Her şey çok tanıdık Emrah Polat’ın kitabında 40’lı yaşlarındakiler için… Hele de Ankara’da yaşamış olanlar için. Kitabın ilk cümlesi nedense hep Ankara’nın ‘’yenilmiş ama –anılar nedeniyle- ezilmemiş’’ çıktığı o ezeli rekabete gönderme yapıyor. Gönderme de değil aslında doğrudan ‘’Bir nedenle İstanbul’a gidemeyenlerin ya da orada tutunamayanların kenti olan Ankara’da (…) ‘’ diye başlıyor. Kitapla birlikte zamanda ve mekanda bir Ankara turu da atmış oluyorsunuz ve zamanın ruhuna uygun karakterlerimiz Abdullah Cevdet Sokak’taki Gelidonya Feneri’nde buluşuyor ‘’iki tek atmak için.’’ Arif’le Orhan hapisaneden tanışık. Nazım ise eski yoldaş’ın emaneti… Sadece ‘’kayalara benzer biçimlerin arasından çıkan yumruk’’ figürüyle kurulan bu bağlantıdan Nazım habersizdir, içinden hüngür hüngür ağlamak geçse de ‘’patron’’ Arif ‘’arkadaşı’’ için, ‘’kimi yok olan, kimi savrulan yaşamlar, arkadaşları…’’ için işe alacaktır onu.
Arif’ler arada bir iç sızısıyla, ‘’iyilik yapacak’’ mertebeden hatırlasa da eski yoldaşlarını ve devrimcilik günlerini, Orhan’da o bile yoktur; ‘’kalmamıştır’’ değil zaten yoktur… Çokları gibi sol mahalle efradı olmaktan sebep tutuklanmış, bu arada karısı-çocukları ve asıl önemlisi ‘’ev açtığı Nazan’’ ortalıkta kalmıştır. ‘’Aile’’ idare etmiştir bir biçimde o çıkana kadar, ama Nazan ‘’idare edememiştir’’. Belki de 12 Eylül en çok Orhan’ları, Nazan’ları dağıtmıştır bir daha toparlanamayacak biçimde. Solcuların, devrimcilerin içerden çıkınca ‘’deneyebilecekleri’’ yeni bir hayat vardır, dahil olmaya çalışacakları bir gündelik hayat, bir sıradan hayat vardır ama Orhan gibiler zaten o sıradan hayatı yaşadıkları için ve ellerindeki bu tek hayat da telafi edilemez biçimde parçalandığı için öylece ortalıkta kalmışlardır. Arif’i kınayabiliriz ama Orhan’ı ya da Nazan’ı kınamak içimizden gelmez Yüzler’i okurken. Olduğu gibidir onlar çünkü, hayatlarını rayından çıkaracak şeylerin kararını kendileri almamıştır. Kondularında ‘’soğuk kış gecelerinde birbirlerine sarılıp uyumak ‘’ tan öte dünyanın gamıyla, yüküyle ilgili değillerdir zaten. Ama 12 Eylül’den sonra dibe vuran Arif gibilerin hayatından çok onlarınki olmuştur nedense. ‘’Halkımız’’ da bir türlü toparlanamamıştır ya zaten Orhan’la Nazan gibi… Orhan Arif’i, Arif’le birlikte toy Nazım’ı çeker götürür bir Ankara pavyonuna ve Nazım racona kurban gider.
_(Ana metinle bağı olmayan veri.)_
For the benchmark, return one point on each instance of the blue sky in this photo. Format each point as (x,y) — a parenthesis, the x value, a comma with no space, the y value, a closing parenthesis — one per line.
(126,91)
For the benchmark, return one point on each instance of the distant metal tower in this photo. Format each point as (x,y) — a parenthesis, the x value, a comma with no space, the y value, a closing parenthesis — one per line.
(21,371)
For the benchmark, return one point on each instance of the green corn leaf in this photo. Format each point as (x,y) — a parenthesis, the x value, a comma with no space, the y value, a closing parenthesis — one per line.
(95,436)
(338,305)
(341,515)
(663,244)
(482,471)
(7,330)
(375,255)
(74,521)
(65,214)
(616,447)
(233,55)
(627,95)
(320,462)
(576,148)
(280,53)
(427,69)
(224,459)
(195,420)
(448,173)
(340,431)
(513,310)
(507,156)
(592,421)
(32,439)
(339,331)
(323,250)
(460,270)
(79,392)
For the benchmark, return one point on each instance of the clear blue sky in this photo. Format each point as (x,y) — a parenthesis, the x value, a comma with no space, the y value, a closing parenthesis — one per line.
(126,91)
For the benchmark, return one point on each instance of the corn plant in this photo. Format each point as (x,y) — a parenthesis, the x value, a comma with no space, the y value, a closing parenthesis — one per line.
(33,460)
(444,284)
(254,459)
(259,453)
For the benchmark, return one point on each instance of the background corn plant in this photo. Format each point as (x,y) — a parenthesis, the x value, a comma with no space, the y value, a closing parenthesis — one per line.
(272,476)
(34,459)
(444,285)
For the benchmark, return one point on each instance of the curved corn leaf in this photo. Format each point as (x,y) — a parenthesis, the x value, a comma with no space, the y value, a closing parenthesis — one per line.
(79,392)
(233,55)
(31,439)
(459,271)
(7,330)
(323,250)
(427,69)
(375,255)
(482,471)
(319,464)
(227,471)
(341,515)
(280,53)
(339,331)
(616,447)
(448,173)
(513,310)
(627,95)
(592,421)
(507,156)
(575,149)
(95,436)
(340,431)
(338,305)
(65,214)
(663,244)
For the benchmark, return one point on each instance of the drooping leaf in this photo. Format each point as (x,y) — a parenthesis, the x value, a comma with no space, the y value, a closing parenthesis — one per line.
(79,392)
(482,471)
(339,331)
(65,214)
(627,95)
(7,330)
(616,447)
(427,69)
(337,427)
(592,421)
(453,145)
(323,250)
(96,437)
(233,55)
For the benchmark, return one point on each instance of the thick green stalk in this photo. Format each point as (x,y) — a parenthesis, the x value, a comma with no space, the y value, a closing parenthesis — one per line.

Ve belki de Yüzler’in Arif bölümünde yer alan ve Arif’in ‘’Seyranbağları‘na çıkan yokuşu tırmandığı günü, tahliye olup eve dönüşünü hatırlatan, gözlerini buğulandıran, içini kanatan Ahmet Kaya şarkısı’’ nın son dizesi ‘’Mümkünse farzedin yaşamamıştır’’ Nazım içindir.
Akıcı, sade yazıyor Emrah Polat. Okura zeka yoklaması yapan kurgularla, ağdalı dil oyunlarıyla vakit harcamadan yazıyor: İlk kitabı Köpek Adamlar’da (Pupa Yayınları, 2009) olduğu gibi, Yüzler’de de devam ediyor bu. ‘’Standart’’a uymayan adamların hikayelerini yazıyor, ihtimal ki bundan sonra yazacaklarında da Köpek Adamlar’da olduğu gibi ‘’çalışılmış’’ bir alt kültür okumasının üstünde dolanacak hikayeler.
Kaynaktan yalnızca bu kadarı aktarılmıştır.